Are Project Management Tools Up For Their Task?
bas says : I love to point out that project management techniques haven't changed
much in decades. It's a kind of fetish to raise that topic; it is fun
to set a little fire under professional project managers that are proud
of their profession... it tends to make people a little more humble.
Software becomes more complex every day, but the pace of progress on
the management of things is almost coming to a complete stop.
A recent article called The 3D Manager raises the issue of the increasing
complexity due to changing organizational structures surrounding IT projects.
The recent offshore development extravaganza doesn't help there either...

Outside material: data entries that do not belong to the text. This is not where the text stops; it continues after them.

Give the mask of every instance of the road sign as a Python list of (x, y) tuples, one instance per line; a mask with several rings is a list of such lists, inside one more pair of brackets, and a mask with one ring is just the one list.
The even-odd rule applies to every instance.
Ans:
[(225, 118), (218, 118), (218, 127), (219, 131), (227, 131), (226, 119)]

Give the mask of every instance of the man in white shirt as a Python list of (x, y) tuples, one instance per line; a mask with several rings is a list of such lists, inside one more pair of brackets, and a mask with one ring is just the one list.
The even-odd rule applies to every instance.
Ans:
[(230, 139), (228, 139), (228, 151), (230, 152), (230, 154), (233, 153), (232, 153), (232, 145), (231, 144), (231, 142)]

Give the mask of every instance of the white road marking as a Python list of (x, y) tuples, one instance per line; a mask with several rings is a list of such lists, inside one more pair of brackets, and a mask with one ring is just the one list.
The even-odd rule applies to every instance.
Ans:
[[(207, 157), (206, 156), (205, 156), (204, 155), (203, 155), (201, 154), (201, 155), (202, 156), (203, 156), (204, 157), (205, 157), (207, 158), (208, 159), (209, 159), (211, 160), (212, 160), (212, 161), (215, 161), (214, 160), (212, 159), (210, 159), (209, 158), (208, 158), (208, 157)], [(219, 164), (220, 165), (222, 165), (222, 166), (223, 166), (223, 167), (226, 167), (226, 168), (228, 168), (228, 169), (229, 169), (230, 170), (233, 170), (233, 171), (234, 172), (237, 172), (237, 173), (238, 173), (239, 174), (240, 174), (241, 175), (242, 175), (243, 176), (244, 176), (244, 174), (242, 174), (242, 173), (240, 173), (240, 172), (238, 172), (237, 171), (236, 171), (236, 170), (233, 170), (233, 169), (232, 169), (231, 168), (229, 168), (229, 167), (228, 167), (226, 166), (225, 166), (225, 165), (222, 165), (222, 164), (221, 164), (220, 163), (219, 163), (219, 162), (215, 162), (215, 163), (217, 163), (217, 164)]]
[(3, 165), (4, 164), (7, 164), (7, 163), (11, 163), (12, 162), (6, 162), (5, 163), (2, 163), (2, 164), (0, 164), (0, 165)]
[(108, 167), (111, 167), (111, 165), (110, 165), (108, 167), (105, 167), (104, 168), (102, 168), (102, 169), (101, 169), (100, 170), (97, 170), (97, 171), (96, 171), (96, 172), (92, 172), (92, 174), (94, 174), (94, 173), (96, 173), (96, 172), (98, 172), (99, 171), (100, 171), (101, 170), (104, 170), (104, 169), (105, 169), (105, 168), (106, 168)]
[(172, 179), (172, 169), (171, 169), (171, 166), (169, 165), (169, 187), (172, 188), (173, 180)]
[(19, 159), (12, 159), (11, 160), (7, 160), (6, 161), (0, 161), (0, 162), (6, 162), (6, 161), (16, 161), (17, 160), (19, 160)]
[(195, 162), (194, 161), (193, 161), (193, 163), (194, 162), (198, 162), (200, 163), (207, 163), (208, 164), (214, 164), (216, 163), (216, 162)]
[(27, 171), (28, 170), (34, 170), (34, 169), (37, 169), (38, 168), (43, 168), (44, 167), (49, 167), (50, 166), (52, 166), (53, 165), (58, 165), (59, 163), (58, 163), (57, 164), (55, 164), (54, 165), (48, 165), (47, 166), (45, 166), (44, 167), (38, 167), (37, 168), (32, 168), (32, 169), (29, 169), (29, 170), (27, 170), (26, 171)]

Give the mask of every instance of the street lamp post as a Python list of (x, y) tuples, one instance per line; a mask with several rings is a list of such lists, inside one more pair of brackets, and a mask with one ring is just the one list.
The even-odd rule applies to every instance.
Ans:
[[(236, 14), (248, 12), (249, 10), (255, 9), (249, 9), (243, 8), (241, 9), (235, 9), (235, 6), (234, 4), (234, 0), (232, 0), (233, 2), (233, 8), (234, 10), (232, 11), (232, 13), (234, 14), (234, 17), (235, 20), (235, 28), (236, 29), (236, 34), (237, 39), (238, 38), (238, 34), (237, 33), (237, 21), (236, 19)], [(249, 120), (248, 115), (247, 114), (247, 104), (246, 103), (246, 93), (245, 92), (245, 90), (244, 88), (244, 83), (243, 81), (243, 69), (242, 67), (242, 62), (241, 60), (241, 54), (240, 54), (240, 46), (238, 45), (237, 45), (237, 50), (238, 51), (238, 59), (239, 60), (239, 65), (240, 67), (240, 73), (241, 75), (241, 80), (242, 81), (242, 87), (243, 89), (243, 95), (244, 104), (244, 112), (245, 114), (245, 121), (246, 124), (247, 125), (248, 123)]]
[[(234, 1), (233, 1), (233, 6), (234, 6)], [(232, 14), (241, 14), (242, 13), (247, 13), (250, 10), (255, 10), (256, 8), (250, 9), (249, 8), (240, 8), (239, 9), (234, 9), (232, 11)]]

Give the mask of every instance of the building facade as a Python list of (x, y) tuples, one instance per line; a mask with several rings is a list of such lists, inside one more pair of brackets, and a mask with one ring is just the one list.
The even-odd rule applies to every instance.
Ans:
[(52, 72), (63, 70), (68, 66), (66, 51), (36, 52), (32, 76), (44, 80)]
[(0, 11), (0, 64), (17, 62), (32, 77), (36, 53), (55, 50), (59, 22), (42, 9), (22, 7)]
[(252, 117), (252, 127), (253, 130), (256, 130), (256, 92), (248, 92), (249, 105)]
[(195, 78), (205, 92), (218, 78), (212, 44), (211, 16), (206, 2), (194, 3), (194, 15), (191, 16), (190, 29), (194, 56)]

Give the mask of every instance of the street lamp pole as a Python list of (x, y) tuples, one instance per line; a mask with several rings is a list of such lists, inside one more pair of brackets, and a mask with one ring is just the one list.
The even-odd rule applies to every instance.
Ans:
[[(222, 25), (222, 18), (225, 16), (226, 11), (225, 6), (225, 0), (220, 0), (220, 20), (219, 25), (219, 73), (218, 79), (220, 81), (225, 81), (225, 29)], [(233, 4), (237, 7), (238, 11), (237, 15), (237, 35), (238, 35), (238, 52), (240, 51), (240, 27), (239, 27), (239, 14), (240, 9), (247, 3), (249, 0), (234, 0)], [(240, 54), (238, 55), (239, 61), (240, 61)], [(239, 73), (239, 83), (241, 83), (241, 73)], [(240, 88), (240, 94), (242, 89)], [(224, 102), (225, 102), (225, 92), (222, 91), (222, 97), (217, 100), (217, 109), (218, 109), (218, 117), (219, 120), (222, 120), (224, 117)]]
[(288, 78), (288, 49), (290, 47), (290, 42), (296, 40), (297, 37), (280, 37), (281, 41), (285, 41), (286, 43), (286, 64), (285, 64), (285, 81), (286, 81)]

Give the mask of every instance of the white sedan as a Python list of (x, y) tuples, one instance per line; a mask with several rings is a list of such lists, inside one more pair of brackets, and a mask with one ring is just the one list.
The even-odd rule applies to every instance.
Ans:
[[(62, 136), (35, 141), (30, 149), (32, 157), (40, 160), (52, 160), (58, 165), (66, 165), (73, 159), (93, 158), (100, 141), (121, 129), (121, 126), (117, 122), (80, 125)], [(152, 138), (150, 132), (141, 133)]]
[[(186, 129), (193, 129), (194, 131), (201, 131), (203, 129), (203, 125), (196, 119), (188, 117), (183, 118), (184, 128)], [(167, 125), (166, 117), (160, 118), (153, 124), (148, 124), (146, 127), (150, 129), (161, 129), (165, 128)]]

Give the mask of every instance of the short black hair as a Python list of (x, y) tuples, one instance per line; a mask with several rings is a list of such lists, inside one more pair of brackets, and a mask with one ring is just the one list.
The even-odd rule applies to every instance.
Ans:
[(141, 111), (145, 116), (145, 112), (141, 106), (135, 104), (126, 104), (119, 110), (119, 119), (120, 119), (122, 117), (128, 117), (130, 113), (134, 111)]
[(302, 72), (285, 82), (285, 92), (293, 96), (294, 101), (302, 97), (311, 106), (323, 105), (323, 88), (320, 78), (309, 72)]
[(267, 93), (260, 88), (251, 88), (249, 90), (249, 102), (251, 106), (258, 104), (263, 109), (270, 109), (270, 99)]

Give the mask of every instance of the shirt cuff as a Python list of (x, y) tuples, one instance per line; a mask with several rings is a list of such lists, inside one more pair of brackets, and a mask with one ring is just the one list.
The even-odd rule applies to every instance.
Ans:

it throws a cultural and huge geographical gap into the mix... And
project management is setting up Gantt Charts and white boards to coordinate
it all... talking about sticks and rocks. I like the notion of the article that this so
called "distributed change" is taking software projects from one dimensional
(sequential) to multidimensional; and our management tools
are mostly not up for this task.
But we try new tools, new checklists, now information systems (of course,
we within the IT keep ourselves bussy).
It just made me think of something a science philosopher called Beniger
wrote:
"control can be increased (..) by decreasing the amount of information
to be processed."
Beniger calls this ignoring of information preprocessing.
".. rationalization might be defined as the destruction or ignoring of
information in order to facilitate its processing."
Because we cannot cope with everything, we just plain ignore it...
"So commonplace has such preprocessing become that today we dismiss the
alternative (..) as hopelessly cumbersome and primitive."
Just think about that for a while.
Cheers,
Bas
Bernard says : So maximum control would stem from absolute ignorance? I'm having a hard time buying that proposition.